Dopo un diploma al Conservatorio e una laurea in Giurisprudenza, Andrea, 28 anni, si ritrova a dormire sotto i portici di Piazza San Babila, a Milano, diventando, di fatti, un clochard. Questo ragazzo non ha più i genitori: sono morti quando lui era un bambino e non ha altri parenti che possano aiutarlo. Ciononostante, ha studiato e, con i sacrifici, è riuscito a conseguire i due titoli di studio e a mantenersi.
Come sappiamo, però, la disoccupazione giovanile in Italia è ad altissimi livelli e Andrea, putroppo, ne è stato vittima. In un’intervista a Il Giorno, ha raccontato che non ha avuto molto tempo per socializzare e di crearsi amicizie, visto che si divideva tra lavoro e studio e che, al momento, non intende raccontare il modo in cui sta tirando avanti: “L’orgoglio mi impedisce di chiedere aiuto, finché non è estremamente necessario”.
Anche se conduce un’esistenza da clochard, il ragazzo si mostra sempre con capelli in ordine, indumenti puliti e barba fatta. Andrea indossa un cappotto scuro e la borsa 24 ore. Sempre. Come se, appunto, svolgesse la professione per la quale ha studiato duramente.
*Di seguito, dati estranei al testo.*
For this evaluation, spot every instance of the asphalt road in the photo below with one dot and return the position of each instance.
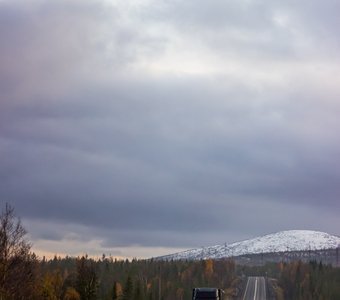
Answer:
(255, 289)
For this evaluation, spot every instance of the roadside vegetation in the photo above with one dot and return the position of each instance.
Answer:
(24, 276)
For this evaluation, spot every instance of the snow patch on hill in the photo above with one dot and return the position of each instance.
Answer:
(291, 240)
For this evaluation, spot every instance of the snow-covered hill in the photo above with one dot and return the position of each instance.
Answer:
(292, 240)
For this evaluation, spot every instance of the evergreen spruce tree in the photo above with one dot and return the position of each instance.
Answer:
(87, 281)
(128, 289)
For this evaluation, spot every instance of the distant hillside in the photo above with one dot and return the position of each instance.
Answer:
(280, 242)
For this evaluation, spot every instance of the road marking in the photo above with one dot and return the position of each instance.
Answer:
(245, 293)
(255, 291)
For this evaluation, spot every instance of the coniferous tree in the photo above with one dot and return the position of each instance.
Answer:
(87, 281)
(17, 263)
(128, 289)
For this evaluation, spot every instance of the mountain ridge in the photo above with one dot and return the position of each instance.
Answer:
(282, 241)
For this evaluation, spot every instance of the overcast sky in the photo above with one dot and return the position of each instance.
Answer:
(139, 128)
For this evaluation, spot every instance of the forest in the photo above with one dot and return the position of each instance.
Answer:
(25, 276)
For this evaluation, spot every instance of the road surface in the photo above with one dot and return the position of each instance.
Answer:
(255, 289)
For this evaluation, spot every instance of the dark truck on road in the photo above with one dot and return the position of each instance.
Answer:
(207, 294)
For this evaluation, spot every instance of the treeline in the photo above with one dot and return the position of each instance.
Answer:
(305, 281)
(25, 277)
(85, 278)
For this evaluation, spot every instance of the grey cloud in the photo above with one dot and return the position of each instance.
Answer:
(159, 160)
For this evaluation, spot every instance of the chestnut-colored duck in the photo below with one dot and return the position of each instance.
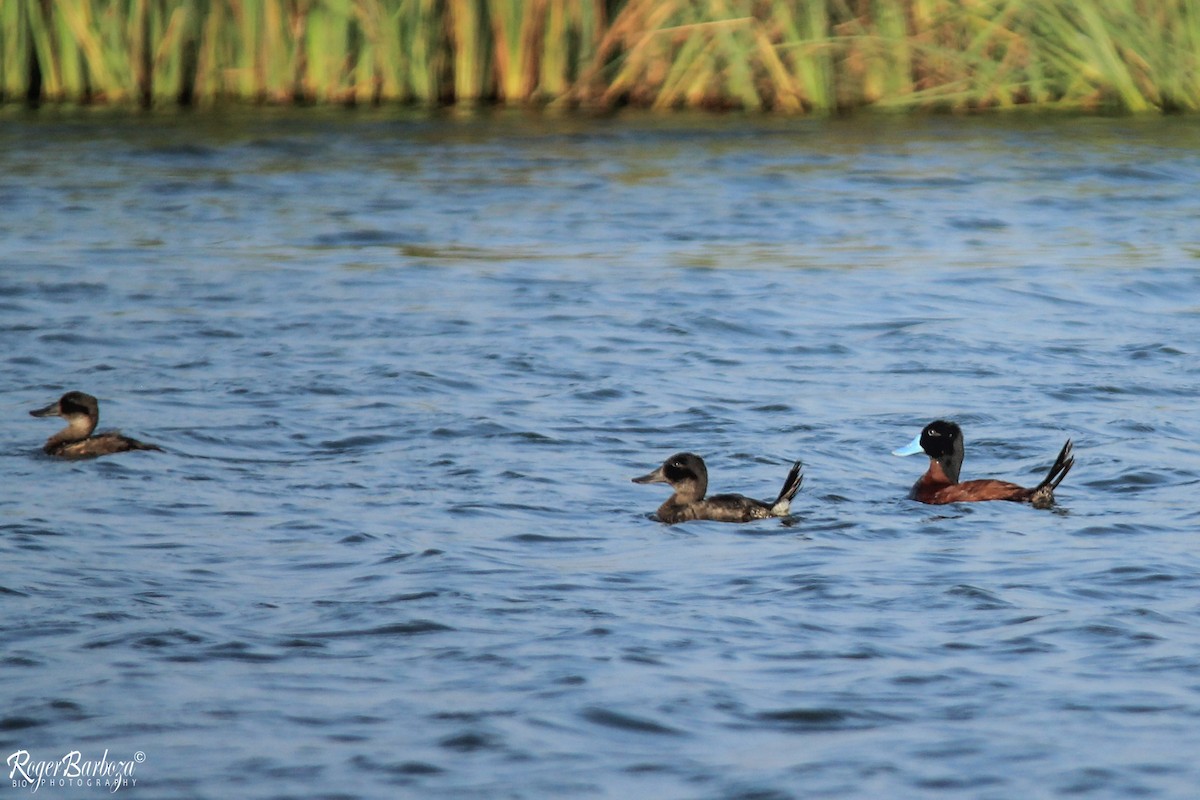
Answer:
(942, 441)
(82, 413)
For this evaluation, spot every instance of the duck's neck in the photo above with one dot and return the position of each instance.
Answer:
(946, 469)
(691, 491)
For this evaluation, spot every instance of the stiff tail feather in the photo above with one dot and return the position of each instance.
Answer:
(783, 504)
(1043, 493)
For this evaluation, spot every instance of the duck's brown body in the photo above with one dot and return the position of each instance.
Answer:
(942, 441)
(688, 476)
(82, 413)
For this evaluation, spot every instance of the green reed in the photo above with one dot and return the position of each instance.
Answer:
(789, 55)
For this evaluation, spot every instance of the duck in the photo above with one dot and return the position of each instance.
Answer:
(82, 413)
(688, 476)
(942, 441)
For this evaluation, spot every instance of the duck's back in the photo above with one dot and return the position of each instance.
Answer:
(102, 444)
(719, 507)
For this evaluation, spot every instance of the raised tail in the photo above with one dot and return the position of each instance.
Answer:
(1042, 497)
(783, 504)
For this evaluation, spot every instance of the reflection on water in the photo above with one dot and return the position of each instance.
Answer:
(405, 367)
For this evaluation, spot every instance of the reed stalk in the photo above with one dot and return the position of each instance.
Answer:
(787, 55)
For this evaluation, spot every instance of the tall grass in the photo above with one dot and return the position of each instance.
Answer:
(790, 55)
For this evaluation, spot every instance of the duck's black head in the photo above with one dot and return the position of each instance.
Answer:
(685, 473)
(941, 438)
(942, 441)
(72, 404)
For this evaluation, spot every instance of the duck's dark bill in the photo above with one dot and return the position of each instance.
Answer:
(657, 476)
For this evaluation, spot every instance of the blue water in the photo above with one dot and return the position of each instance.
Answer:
(405, 367)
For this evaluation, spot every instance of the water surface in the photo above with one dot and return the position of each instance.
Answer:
(405, 367)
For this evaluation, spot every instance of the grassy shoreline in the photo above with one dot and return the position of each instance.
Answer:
(795, 56)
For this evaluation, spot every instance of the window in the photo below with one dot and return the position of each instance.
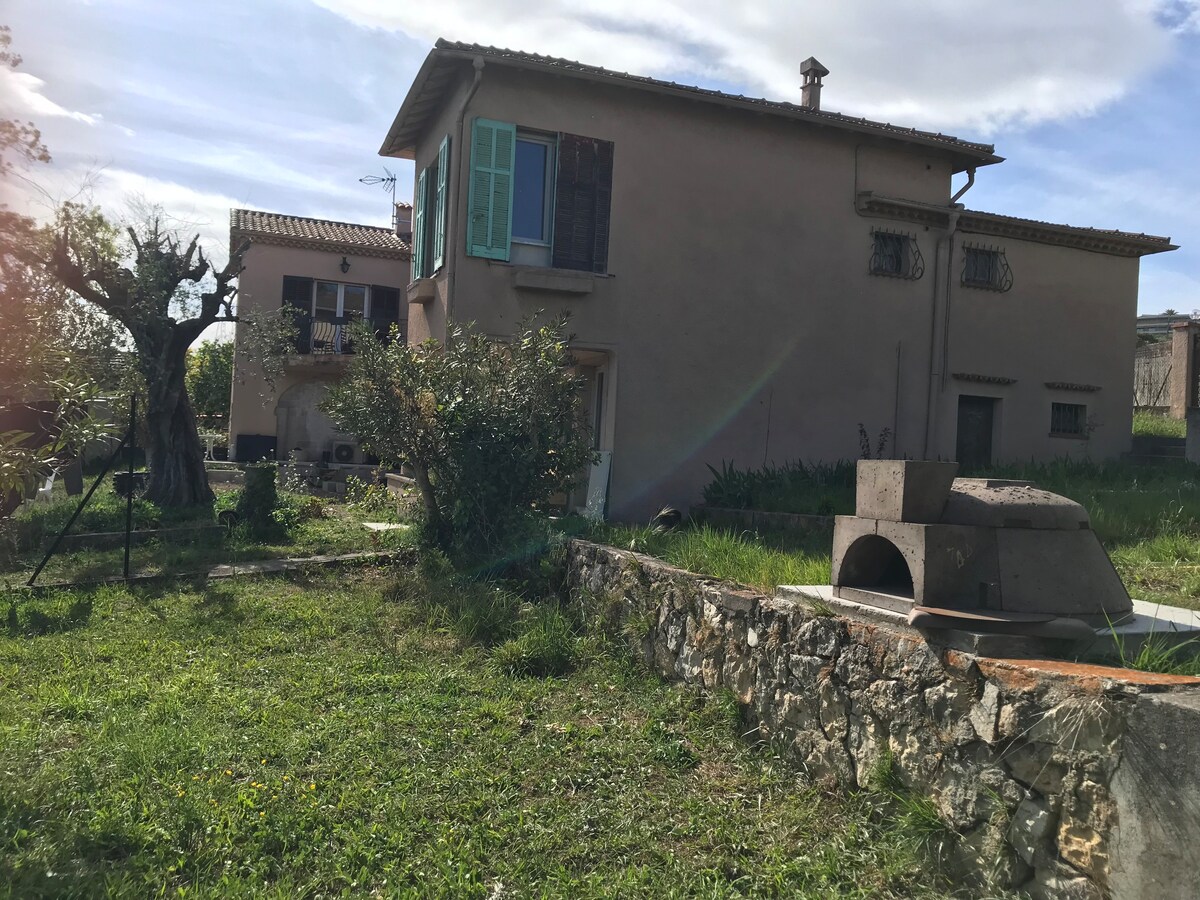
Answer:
(323, 310)
(1068, 420)
(539, 199)
(985, 268)
(895, 256)
(533, 186)
(430, 215)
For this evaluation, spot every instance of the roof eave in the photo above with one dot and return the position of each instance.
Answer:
(966, 157)
(1121, 244)
(414, 94)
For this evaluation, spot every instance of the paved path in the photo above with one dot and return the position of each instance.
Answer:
(261, 567)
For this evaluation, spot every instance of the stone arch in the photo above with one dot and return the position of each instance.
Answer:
(300, 425)
(875, 563)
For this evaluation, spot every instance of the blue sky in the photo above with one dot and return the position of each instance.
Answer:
(281, 105)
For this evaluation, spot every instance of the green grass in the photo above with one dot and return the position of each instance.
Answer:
(311, 527)
(312, 737)
(763, 561)
(1162, 426)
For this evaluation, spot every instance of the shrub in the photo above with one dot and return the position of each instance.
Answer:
(489, 429)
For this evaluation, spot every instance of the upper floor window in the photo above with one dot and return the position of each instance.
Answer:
(539, 199)
(430, 215)
(985, 268)
(895, 255)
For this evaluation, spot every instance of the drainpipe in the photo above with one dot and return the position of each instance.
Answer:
(940, 317)
(460, 234)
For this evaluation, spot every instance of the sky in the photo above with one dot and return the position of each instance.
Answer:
(282, 105)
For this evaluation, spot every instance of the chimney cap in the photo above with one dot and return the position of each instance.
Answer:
(810, 66)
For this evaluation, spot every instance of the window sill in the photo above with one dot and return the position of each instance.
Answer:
(556, 281)
(421, 291)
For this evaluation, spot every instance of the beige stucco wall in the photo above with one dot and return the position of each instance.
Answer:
(741, 310)
(259, 289)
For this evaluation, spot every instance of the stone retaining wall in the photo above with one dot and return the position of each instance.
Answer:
(1063, 780)
(756, 520)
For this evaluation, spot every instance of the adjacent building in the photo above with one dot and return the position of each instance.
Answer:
(751, 281)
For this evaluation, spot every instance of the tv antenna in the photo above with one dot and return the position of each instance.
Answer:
(388, 183)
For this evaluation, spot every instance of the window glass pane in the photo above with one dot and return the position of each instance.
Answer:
(529, 191)
(327, 300)
(354, 304)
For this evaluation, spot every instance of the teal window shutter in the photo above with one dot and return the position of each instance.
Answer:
(439, 205)
(492, 149)
(419, 237)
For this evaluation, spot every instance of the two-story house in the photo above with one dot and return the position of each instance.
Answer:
(330, 274)
(751, 280)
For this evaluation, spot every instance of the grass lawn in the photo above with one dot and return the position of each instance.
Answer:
(303, 737)
(315, 527)
(1161, 426)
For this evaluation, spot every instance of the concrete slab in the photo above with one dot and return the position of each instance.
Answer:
(1170, 624)
(904, 490)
Il ragazzo racconta di essersi laureato nel 2009, lavorando, nel contempo, in varie aziende dove si divideva tra cartucce per stampanti e contabilità.
“Sono stato assunto da una multinazionale – prosegue – che mi ha affidato tutto il ciclo passivo della contabilità. Dopo 4 anni è fallita, dalla sera alla mattina mi sono trovato senza lavoro“. Nonostante i risparmi, Andrea ha dovuto rinunciare alla casa, visto che non riusciva a pagare più l’affitto e far fronte alle spese di tutti i giorni. Diventa clochard nel maggio del 2014.
“Vivo in strada da maggio 2014. L’aspetto più incredibile è che in strada riscopri gli istinti più primitivi: il primo pensiero è mangiare, poi coprirsi e dormire. Non in dormitorio, però. Lì non mi sento sicuro“.
Ovviamente, Andrea invia tutti i giorni il proprio curriculum per trovare un lavoro che gli permetta di vivere un’esistanza dignitosa, mediante la biblioteca: “Nelle agenzie interinali mi dicono che ho troppe qualifiche per i mestieri che girano“. Risposte paradossali che, però, caratterizzano questo nostro paese.